2008: Mokre okrążenie kwalifikacyjne Hamiltona na Silverstone

Hamilton zachował zimną krew, gdy miało to największe znaczenie i zakwalifikował się na pole position do Grand Prix Wielkiej Brytanii. Wyścig odbywał się na mokrym torze i był to pierwszy raz, kiedy jeździł w takich warunkach. Pozostali kierowcy zmagali się z mokrym i śliskim torem, ale to Hamilton zanotował najszybsze okrążenie. Jego szybkie okrążenie pozwoliło mu odnieść pierwsze w karierze zwycięstwo, dzięki któremu zakończył sezon na wysokim poziomie. Hamilton miał szczęście w wyścigu, ponieważ jeden z jego rywali wypadł i zablokował część toru. Szczęście dopisało mu ponownie, gdy otrzymał karę za ścięcie zakrętu podczas wyścigu. Kara nie kosztowała go miejsca, a on sam znów miał szczęście, gdy jeden z jego rywali trafił na kłopoty i się rozbił.

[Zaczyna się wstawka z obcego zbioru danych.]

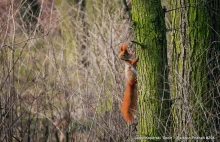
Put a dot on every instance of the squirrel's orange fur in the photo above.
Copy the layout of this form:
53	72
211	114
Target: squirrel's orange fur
130	97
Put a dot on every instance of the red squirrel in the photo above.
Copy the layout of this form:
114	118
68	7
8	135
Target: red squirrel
130	97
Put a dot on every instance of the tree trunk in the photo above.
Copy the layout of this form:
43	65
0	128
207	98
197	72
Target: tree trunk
190	87
150	33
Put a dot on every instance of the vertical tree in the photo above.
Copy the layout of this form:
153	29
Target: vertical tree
150	33
190	81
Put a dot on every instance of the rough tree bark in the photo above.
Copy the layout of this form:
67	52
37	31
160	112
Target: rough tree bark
190	82
150	34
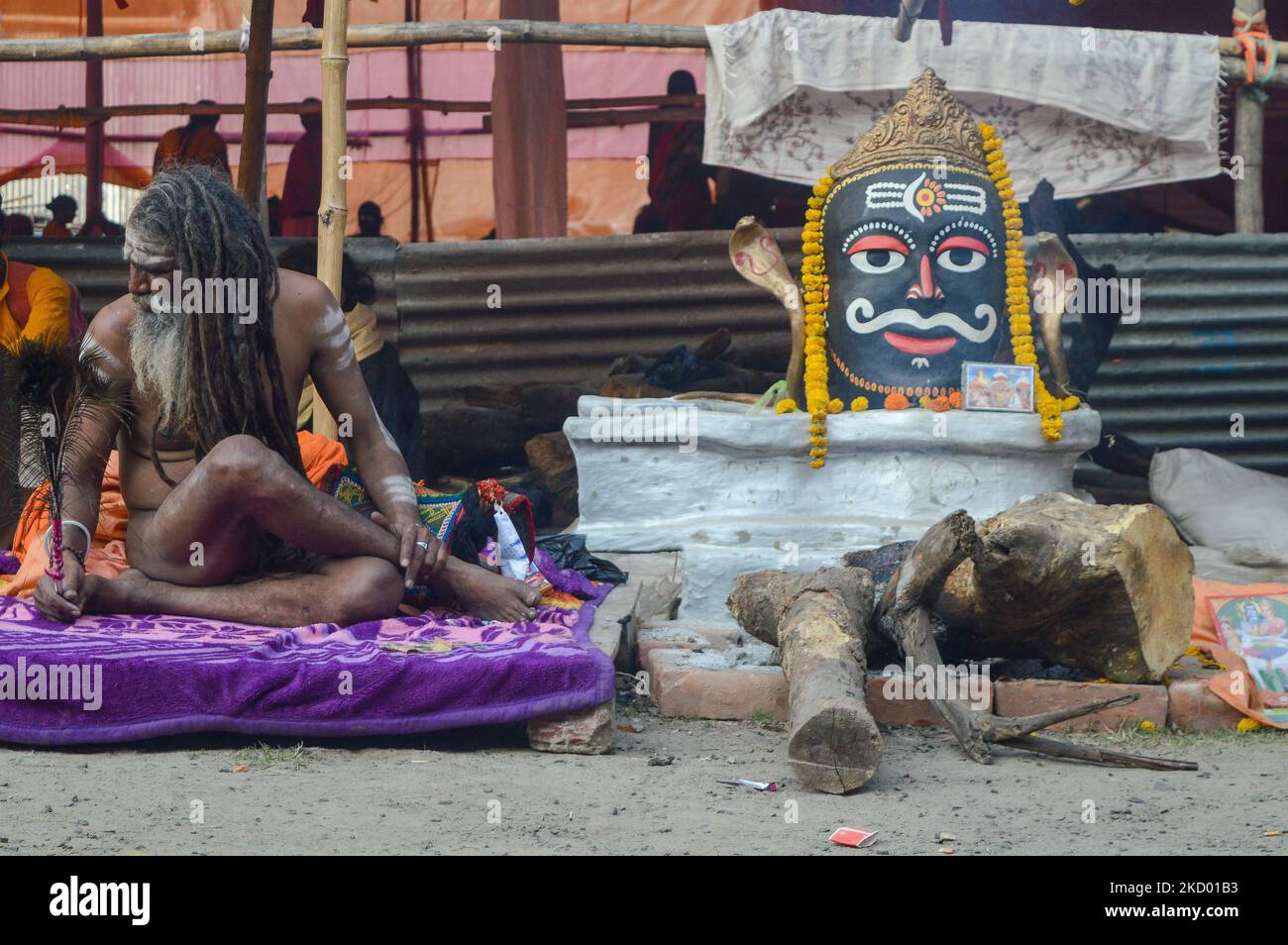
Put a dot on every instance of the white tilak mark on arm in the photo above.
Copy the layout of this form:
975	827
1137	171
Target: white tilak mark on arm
384	432
93	349
338	339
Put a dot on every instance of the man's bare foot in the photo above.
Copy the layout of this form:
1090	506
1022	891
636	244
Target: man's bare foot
125	593
490	596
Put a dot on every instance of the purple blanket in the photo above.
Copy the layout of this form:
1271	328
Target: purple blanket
115	679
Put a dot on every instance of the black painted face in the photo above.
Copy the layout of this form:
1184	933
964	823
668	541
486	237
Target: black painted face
915	274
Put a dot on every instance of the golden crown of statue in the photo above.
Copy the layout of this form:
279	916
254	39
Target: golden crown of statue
926	124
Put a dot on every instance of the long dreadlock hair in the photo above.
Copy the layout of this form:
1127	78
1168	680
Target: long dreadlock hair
214	235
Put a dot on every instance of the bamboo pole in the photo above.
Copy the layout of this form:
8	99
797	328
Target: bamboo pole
253	158
1248	145
361	37
78	117
94	145
390	35
334	209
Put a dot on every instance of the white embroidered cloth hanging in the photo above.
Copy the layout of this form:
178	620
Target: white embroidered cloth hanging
1090	110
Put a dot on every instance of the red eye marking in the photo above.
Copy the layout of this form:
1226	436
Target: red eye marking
964	244
877	242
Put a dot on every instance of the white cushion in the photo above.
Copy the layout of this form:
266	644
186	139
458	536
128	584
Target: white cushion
1219	503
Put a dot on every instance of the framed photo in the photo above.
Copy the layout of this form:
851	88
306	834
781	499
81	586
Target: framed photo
1256	627
997	387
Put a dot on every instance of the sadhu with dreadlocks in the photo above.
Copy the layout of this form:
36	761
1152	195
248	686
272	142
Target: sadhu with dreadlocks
214	343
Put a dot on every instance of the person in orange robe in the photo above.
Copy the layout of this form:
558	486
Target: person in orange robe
197	142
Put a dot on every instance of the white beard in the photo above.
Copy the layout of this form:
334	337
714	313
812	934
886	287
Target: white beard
160	362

2013: Bieg po tytuł Vettela rozpoczyna się w Malezji

W sezonie było już kilka momentów, ale nic nie mogło przygotować fanów F1 na to, co stało się w Malezji. Vettel zdobył pole position i wyglądał na nastawionego na zwycięstwo, ale na starcie miał wypadek. Jego samochód przewrócił się, a jego zespół musiał ciężko pracować, aby samochód ponownie stanął na kołach. Vettel miał szczęście, że otrzymał tylko 10 sekund kary, ponieważ ściął zakręt, co było niezgodne z przepisami. Karę otrzymał jednak już po zakończeniu wyścigu, więc nie kosztowała go ona żadnego miejsca. Vettel pokazał swój prawdziwy potencjał, odbijając się od rozczarowania i wygrywając następny wyścig. Następnie zdobył swój czwarty tytuł z rzędu, a do piątego z rzędu zabrakło mu niewiele.

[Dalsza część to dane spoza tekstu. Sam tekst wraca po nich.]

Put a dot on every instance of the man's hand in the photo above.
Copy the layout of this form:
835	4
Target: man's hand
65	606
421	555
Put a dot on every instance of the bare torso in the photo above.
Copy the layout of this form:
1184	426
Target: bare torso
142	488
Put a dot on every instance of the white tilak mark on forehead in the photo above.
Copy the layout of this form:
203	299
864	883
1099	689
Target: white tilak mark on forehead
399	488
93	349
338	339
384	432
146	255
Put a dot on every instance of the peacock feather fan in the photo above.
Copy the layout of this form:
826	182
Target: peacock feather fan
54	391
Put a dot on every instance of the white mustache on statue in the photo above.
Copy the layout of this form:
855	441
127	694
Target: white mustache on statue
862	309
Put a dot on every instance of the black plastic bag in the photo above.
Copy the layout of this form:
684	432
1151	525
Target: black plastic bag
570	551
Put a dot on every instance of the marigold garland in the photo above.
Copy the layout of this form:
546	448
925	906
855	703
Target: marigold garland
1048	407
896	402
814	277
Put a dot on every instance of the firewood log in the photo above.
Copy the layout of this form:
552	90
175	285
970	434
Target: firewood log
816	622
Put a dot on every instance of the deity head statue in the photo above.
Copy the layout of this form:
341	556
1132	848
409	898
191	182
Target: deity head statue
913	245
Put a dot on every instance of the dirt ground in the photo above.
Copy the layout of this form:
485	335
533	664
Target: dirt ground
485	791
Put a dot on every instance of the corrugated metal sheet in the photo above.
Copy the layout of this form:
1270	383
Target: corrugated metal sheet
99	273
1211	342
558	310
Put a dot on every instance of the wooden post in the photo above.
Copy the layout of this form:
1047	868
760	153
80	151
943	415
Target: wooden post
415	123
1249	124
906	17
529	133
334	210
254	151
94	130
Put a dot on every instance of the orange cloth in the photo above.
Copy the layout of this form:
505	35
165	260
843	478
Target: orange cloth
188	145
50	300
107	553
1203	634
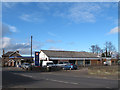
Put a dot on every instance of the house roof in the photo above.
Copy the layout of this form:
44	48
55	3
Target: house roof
69	54
9	53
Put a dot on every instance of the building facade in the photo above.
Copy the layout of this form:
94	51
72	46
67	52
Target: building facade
13	58
78	58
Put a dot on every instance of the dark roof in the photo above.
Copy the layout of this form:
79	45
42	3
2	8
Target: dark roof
9	53
69	54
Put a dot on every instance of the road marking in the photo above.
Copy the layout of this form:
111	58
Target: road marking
61	81
107	87
23	75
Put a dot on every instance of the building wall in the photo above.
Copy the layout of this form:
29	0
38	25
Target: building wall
43	56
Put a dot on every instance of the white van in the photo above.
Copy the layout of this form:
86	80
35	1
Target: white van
47	64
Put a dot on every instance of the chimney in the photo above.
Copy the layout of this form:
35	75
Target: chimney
3	51
17	51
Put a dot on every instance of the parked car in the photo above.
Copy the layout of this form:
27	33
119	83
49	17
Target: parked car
70	66
25	66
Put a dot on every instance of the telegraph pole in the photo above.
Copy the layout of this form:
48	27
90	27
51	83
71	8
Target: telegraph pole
31	46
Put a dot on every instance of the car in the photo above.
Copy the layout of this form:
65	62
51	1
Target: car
25	66
70	66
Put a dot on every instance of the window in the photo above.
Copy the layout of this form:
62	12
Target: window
87	62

2016: Verstappen kradnie show w Hiszpanii

Holender miał zaledwie 17 lat, gdy wziął udział w swoim pierwszym wyścigu i nie zawiódł. Verstappen był na trzecim miejscu, ale dwaj kierowcy przed nim przeszli na emeryturę, co oznaczało, że zdobył swoje pierwsze podium. Nastolatek był na dobrej drodze do osiągnięcia sukcesu, ale sprawy przybrały jeszcze lepszy obrót, gdy wyprzedził swojego kolegę z zespołu i wygrał wyścig. Zwycięstwo było ważne z dwóch powodów. Po pierwsze, było to pierwsze zwycięstwo Verstappena, i to na początku jego kariery. Po drugie, wyścig został wygrany przez holenderskiego kierowcę po raz pierwszy od lat 80.